O documento prevê o retorno a partir do dia 27 de julho, nas comarcas classificadas como de risco Baixo ou Moderado para a Covid-19. O Plano está registrado na Portaria-Conjunta 428/2020, publicada ontem (13/07), assinada pelo presidente do Tribunal de Justiça, desembargador Carlos Alberto Alves da Rocha, pelo corregedor-geral da Justiça, desembargador Luiz Ferreira da Silva, e pela vice-presidente, desembargadora Maria Helena Gargaglione Póvoas.

Nas comarcas classificadas com risco Alto ou Muito Alto – como em Tangará da Serra e em todos os principais municípios do estado – não será iniciada a primeira etapa enquanto a classificação de risco epidemiológico não for reduzida para Baixo ou Moderado, sendo mantido o regime obrigatório de teletrabalho.

O retorno às atividades presenciais estabelece protocolos sanitários a serem obedecidos rigorosamente pelos públicos interno e externo, a fim de evitar a propagação da doença. E leva em consideração os critérios da Organização Mundial de Saúde (OMS) para a flexibilização do isolamento social; além de informações do Ministério da Saúde, Agência Nacional de Vigilância Sanitária e a Secretaria Estadual de Saúde (SES).

Plano em etapas

O Plano de Retorno Programado às Atividades Presenciais está organizado em cinco etapas sequenciais e obrigatórias, conforme a classificação de risco epidemiológico da comarca, com fluxo progressivo e gradual de abertura. Além disso, essa classificação será semanalmente avaliada pelo Comitê de Monitoramento da Situação da Covid-19 do TJMT e acompanhará os boletins informativos da Covid-19, divulgados semanalmente pela Secretaria Estadual de Saúde. Isso significa que o funcionamento das comarcas, nas modalidades de teletrabalho ou presencial pode sofrer alteração, caso o município sede seja inserido em uma classificação de risco superior ao divulgado na semana anterior.

A partir do dia 27 de julho voltarão ao trabalho presencial as comarcas classificadas com risco Baixo ou Moderado (primeira etapa).
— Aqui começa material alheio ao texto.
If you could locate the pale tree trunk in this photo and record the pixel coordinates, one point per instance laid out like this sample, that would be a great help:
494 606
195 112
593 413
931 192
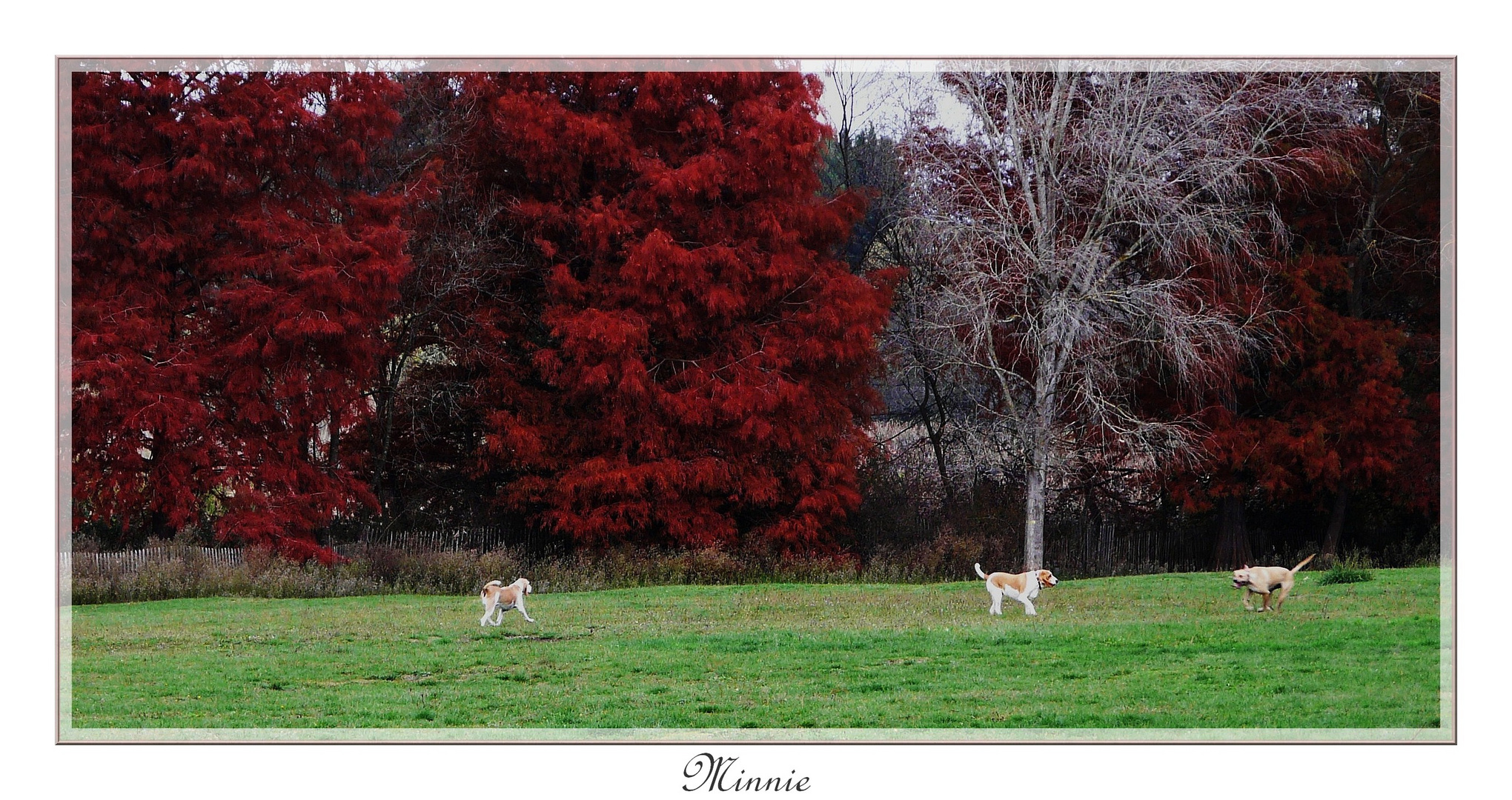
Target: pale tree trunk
1035 519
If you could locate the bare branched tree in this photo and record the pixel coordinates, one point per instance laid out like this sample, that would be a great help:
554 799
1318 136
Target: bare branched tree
1101 232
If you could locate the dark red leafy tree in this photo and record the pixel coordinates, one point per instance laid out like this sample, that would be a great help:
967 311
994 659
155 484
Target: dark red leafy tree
1349 404
231 273
676 357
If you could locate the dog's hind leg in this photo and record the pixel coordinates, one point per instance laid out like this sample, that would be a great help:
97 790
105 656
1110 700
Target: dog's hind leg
1281 596
997 601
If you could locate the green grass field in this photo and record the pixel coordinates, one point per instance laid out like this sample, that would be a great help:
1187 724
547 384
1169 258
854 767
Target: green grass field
1160 650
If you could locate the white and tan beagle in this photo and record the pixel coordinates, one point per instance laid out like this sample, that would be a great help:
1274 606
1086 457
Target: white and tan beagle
1021 587
1264 581
501 598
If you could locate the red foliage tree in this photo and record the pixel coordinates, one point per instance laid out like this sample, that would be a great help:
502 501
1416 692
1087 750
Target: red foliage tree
229 279
1350 400
676 356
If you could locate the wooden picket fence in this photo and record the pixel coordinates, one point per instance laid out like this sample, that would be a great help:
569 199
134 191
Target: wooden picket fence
481 539
135 560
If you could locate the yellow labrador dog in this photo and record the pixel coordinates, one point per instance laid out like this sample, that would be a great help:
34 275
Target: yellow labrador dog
498 598
1021 587
1267 579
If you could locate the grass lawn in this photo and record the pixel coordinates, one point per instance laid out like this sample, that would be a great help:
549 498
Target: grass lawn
1160 650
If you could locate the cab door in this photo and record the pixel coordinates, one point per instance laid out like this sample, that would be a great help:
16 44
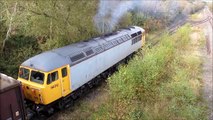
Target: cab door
54 87
65 80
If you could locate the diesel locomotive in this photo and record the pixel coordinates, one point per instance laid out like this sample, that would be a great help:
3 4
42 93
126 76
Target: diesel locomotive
56 77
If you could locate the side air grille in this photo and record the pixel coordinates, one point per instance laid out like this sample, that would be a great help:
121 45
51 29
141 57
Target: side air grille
77 57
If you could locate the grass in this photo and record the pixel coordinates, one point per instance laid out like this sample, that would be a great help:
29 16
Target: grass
163 84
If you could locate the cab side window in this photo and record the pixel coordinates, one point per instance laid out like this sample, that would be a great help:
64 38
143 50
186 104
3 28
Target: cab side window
52 77
64 72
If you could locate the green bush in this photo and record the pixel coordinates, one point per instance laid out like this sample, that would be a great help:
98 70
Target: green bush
158 85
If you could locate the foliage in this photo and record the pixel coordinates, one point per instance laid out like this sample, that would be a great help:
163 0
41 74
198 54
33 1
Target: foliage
161 85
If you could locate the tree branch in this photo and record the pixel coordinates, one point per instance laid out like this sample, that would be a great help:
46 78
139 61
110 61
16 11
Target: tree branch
9 27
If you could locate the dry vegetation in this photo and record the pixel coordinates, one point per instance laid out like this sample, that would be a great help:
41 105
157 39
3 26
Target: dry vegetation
165 84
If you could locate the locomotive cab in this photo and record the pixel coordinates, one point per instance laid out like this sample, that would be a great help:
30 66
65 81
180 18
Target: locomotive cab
44 87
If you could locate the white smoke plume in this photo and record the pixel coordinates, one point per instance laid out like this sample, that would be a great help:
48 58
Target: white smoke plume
110 12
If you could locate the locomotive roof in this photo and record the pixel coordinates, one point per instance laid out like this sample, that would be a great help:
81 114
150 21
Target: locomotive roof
74 53
7 83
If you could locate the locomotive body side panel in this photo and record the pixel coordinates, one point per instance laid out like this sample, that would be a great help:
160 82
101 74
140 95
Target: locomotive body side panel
84 71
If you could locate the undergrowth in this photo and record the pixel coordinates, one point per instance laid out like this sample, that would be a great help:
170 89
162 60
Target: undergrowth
162 84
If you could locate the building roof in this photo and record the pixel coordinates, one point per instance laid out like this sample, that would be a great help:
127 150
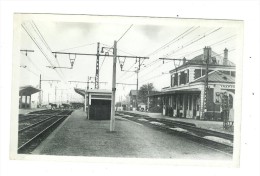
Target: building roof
215 60
217 76
28 90
80 91
92 91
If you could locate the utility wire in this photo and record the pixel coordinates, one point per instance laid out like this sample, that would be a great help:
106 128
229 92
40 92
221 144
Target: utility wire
124 33
36 29
170 42
117 41
192 42
80 46
216 43
46 57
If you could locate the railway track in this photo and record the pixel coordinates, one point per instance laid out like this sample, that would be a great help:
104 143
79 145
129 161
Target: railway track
32 131
206 137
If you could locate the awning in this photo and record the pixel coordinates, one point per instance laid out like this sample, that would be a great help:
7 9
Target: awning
80 91
174 92
28 90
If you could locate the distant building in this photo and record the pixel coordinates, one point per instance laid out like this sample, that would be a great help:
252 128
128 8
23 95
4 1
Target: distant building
184 97
132 95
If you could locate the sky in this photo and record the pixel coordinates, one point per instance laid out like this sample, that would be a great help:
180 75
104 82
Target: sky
153 38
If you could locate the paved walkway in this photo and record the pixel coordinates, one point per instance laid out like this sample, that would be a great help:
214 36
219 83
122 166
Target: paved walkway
26 111
211 125
77 136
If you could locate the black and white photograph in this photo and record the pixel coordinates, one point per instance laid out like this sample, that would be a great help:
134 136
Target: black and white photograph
128 87
94 88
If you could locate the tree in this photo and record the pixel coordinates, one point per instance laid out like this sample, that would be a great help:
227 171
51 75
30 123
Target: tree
144 90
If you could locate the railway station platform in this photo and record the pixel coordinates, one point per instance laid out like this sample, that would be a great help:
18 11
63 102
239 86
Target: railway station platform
210 125
26 111
77 136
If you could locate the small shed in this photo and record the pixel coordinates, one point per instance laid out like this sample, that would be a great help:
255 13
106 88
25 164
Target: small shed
25 94
97 102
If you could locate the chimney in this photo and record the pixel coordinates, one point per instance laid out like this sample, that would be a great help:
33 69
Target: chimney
225 60
184 60
205 51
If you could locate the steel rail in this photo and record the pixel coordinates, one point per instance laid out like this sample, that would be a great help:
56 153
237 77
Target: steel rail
26 144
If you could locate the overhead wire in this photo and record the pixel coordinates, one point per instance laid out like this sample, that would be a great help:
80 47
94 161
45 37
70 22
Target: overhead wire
125 33
80 46
44 54
36 29
216 43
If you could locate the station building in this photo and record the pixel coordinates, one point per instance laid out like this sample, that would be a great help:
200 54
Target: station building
185 95
97 103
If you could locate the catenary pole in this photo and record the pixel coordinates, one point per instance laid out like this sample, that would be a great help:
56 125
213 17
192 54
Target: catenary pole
112 118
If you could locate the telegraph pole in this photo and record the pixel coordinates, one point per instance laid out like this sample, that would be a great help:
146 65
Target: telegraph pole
115 56
112 118
137 81
204 105
40 86
40 93
97 69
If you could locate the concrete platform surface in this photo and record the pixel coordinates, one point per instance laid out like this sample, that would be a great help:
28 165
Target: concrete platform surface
78 136
211 125
26 111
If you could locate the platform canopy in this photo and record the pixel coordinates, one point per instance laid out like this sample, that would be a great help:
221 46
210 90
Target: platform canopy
95 93
80 91
28 90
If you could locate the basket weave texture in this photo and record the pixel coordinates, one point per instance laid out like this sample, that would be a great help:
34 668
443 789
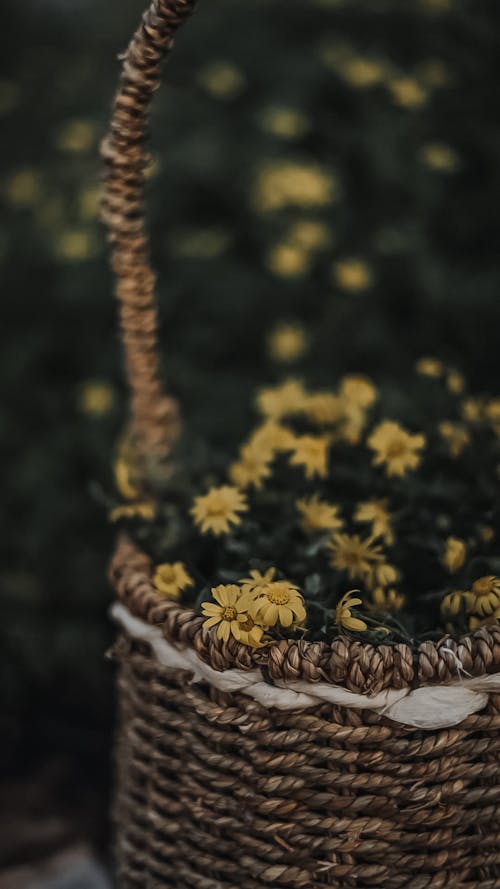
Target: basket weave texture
215 791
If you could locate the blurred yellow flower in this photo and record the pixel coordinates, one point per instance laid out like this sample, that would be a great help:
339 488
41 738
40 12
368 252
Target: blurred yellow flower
217 510
343 614
355 556
456 437
76 136
277 602
288 342
407 92
395 448
96 397
318 515
387 600
440 157
171 579
429 367
282 184
226 613
377 513
352 274
486 592
454 555
286 399
285 122
311 452
252 467
222 79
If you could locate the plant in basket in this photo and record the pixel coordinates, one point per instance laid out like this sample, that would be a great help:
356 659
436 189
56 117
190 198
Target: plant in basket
309 645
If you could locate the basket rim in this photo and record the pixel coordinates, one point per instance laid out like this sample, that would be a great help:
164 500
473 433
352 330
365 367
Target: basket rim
357 666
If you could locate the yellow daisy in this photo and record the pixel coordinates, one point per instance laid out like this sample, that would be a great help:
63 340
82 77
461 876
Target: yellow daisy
454 554
252 467
218 509
377 513
288 342
486 592
311 452
387 600
318 515
278 602
456 437
284 400
170 579
455 602
355 556
226 612
396 448
343 616
359 390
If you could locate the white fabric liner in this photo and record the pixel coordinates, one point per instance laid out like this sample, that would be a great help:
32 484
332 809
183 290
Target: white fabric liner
429 707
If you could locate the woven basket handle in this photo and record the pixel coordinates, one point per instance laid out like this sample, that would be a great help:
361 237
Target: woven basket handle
154 416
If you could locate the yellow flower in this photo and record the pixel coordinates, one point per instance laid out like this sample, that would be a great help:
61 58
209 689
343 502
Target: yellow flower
455 382
387 600
221 79
384 574
96 398
486 592
287 260
227 614
318 515
454 554
355 556
407 92
257 583
252 467
343 615
280 185
440 157
456 437
359 390
287 123
171 578
311 452
376 512
288 342
284 400
277 602
324 408
352 274
218 509
144 510
429 367
455 603
395 448
272 436
250 633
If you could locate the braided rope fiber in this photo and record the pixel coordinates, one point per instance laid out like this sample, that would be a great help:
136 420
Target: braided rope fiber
216 792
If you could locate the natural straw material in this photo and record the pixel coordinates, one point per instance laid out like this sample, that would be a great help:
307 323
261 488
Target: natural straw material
214 791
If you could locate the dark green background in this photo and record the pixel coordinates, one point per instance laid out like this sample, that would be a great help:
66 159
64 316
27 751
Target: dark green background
430 238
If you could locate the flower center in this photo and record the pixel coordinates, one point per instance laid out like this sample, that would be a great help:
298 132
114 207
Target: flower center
278 597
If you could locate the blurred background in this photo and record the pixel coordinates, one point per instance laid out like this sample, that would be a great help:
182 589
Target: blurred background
325 174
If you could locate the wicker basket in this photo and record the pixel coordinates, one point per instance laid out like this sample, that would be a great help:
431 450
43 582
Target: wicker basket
300 764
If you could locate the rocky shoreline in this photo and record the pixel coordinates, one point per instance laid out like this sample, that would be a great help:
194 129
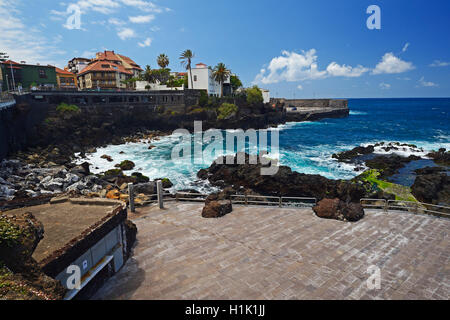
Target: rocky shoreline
33 177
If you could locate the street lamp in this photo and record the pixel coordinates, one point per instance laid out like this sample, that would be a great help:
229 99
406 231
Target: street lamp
12 74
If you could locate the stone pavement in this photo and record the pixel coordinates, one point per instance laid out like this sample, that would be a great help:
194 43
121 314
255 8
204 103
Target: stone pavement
272 253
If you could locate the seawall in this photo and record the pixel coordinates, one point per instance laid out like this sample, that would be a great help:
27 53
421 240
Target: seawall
35 122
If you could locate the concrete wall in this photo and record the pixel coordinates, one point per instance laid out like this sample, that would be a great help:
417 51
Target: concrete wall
311 103
18 122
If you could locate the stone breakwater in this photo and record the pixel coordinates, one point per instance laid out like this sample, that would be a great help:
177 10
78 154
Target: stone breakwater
39 125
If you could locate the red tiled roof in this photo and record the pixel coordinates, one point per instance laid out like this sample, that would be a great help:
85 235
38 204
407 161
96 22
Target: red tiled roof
107 55
131 62
104 66
61 71
15 65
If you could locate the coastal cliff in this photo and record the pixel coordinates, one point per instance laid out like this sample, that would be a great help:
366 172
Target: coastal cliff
35 125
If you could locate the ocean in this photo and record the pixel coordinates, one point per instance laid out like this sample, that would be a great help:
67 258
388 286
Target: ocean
307 147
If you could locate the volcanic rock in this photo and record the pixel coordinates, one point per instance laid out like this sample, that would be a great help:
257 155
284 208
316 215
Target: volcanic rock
339 210
217 209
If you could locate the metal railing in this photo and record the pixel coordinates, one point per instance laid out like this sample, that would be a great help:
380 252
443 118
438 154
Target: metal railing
273 201
408 206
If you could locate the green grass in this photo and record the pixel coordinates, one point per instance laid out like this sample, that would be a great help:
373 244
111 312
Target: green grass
65 108
401 193
226 110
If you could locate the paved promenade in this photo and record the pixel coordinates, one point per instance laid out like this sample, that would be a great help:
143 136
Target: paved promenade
272 253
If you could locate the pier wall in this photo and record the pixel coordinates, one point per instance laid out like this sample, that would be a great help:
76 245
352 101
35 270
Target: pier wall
311 103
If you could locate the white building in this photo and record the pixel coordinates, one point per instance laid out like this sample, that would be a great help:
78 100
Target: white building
141 86
77 65
266 95
203 80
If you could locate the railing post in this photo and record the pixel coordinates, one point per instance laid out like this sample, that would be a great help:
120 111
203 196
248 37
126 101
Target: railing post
159 192
131 197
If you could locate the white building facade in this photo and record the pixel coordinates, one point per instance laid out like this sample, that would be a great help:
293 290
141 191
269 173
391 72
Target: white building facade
266 95
203 80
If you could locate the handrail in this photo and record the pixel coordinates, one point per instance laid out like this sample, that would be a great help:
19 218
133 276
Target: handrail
385 205
409 206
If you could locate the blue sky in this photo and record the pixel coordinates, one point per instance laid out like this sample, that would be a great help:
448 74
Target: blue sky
300 49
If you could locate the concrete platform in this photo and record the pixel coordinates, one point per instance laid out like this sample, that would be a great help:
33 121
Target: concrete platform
271 253
65 221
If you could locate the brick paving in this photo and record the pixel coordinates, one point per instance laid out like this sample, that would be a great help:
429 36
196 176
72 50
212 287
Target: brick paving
272 253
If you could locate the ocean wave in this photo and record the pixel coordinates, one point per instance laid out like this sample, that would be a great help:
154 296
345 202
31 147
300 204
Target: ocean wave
357 113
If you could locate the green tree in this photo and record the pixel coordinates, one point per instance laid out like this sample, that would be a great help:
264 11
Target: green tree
254 96
3 56
235 82
163 61
149 75
186 60
227 110
220 74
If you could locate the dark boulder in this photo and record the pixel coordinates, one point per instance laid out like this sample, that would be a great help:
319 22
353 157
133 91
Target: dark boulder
126 165
82 169
347 156
285 182
351 211
441 156
328 209
389 165
217 209
432 188
145 188
166 183
21 278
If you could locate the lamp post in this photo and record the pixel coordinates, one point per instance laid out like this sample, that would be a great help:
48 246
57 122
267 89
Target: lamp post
7 82
12 74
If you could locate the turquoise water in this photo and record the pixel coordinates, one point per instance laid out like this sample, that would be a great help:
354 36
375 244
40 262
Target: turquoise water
307 147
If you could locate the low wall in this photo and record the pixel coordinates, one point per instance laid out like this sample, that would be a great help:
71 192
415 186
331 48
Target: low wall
311 103
19 122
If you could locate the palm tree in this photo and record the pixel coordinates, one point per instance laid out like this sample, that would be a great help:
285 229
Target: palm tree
220 74
186 57
163 60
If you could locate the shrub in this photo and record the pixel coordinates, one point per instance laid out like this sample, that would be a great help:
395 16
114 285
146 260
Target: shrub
197 110
254 96
226 110
65 108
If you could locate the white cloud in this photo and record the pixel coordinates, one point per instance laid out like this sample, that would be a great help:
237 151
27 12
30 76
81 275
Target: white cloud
337 70
423 83
116 22
438 63
405 47
89 53
146 43
146 6
126 33
142 19
291 66
391 64
385 86
23 43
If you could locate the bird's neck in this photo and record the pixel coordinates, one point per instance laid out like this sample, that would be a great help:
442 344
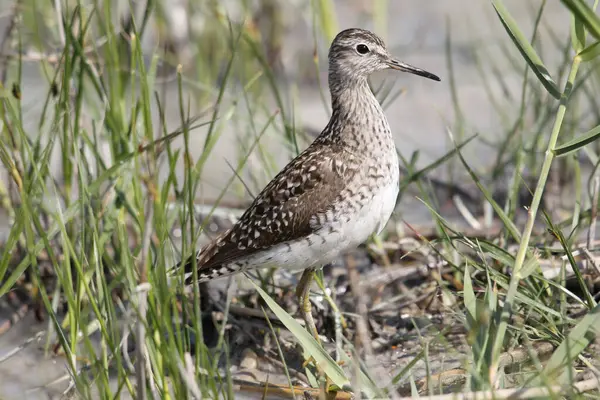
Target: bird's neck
357 120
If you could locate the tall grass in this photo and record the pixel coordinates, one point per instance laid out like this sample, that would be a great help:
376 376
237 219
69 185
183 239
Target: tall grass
95 185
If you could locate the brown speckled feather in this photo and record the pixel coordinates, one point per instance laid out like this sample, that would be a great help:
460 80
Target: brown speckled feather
283 211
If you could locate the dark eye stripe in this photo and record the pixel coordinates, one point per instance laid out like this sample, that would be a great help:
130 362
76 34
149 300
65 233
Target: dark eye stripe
362 49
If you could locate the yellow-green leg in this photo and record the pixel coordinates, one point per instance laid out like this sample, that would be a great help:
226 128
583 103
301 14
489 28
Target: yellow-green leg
303 292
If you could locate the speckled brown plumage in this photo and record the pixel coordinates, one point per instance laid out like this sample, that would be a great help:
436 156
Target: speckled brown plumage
332 196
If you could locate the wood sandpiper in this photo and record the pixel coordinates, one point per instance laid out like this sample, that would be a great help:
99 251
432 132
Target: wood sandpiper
334 195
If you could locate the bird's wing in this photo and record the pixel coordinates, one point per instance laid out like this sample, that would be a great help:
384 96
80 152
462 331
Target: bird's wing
288 208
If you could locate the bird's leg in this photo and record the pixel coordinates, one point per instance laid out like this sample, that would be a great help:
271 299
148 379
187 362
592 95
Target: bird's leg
303 292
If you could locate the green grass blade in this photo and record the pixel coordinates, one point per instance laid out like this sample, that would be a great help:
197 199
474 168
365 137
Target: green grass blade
590 52
578 142
526 49
308 342
577 33
469 295
577 340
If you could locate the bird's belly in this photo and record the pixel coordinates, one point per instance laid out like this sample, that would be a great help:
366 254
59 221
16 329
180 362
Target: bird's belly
333 239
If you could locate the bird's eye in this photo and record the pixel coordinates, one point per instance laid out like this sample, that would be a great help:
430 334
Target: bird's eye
362 49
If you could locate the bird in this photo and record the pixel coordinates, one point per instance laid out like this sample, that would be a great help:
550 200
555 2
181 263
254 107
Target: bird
332 196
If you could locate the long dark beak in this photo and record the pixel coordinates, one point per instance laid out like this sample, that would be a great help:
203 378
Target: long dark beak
400 66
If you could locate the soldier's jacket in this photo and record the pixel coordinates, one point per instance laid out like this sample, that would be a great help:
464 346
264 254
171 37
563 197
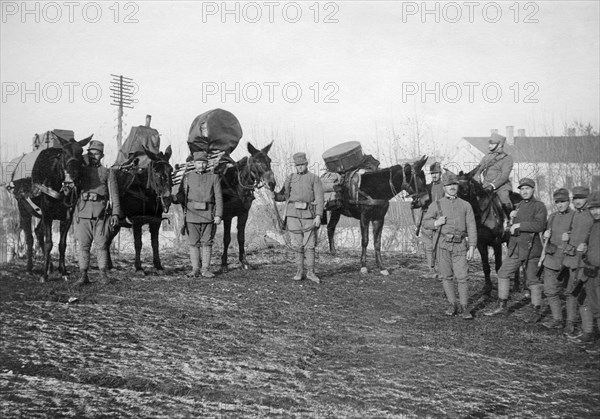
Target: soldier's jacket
592 257
531 214
202 197
304 193
460 221
495 168
558 223
582 224
98 186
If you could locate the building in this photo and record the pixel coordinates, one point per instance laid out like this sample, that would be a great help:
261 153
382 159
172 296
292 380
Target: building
553 162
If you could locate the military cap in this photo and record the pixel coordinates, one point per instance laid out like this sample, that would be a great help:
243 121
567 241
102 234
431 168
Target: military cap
526 182
435 168
497 139
96 145
200 156
449 179
581 192
594 201
300 158
561 195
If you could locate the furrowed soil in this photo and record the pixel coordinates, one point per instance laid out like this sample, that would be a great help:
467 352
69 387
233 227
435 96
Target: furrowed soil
254 343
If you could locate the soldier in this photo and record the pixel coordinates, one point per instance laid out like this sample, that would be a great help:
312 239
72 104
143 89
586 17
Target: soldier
453 220
303 194
524 248
494 170
590 309
559 223
436 191
582 224
202 199
98 189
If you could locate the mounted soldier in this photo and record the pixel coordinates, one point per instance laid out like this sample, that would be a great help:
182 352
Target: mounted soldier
98 209
494 170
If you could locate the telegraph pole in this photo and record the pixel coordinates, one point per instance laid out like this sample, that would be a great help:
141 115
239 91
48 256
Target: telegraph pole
122 91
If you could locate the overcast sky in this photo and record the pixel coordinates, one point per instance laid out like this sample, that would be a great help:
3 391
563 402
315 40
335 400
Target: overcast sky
339 71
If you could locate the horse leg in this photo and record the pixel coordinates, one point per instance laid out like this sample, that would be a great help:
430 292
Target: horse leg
137 243
154 227
62 245
364 242
377 231
334 218
242 219
485 262
226 242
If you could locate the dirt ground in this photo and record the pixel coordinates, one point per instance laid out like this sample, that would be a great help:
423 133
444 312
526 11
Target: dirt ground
257 344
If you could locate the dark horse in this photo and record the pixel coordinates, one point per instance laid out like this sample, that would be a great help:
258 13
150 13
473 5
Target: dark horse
490 219
144 193
53 188
238 184
369 202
A lista de comarcas que iniciarão o retorno ao trabalho presencial será divulgada por meio de ato específico da Presidência do TJMT até o dia 21 de julho e levará em consideração as informações do Boletim Informativo da Covid-19, divulgado pela Secretaria Estadual de Saúde.

Primeiras etapas

Na primeira etapa haverá apenas expediente interno, com o retorno exclusivo da presença física dos servidores e colaboradores (estagiários, terceirizados e credenciados), das 13h às 19h, com manutenção da suspensão dos prazos processuais dos processos físicos e híbridos.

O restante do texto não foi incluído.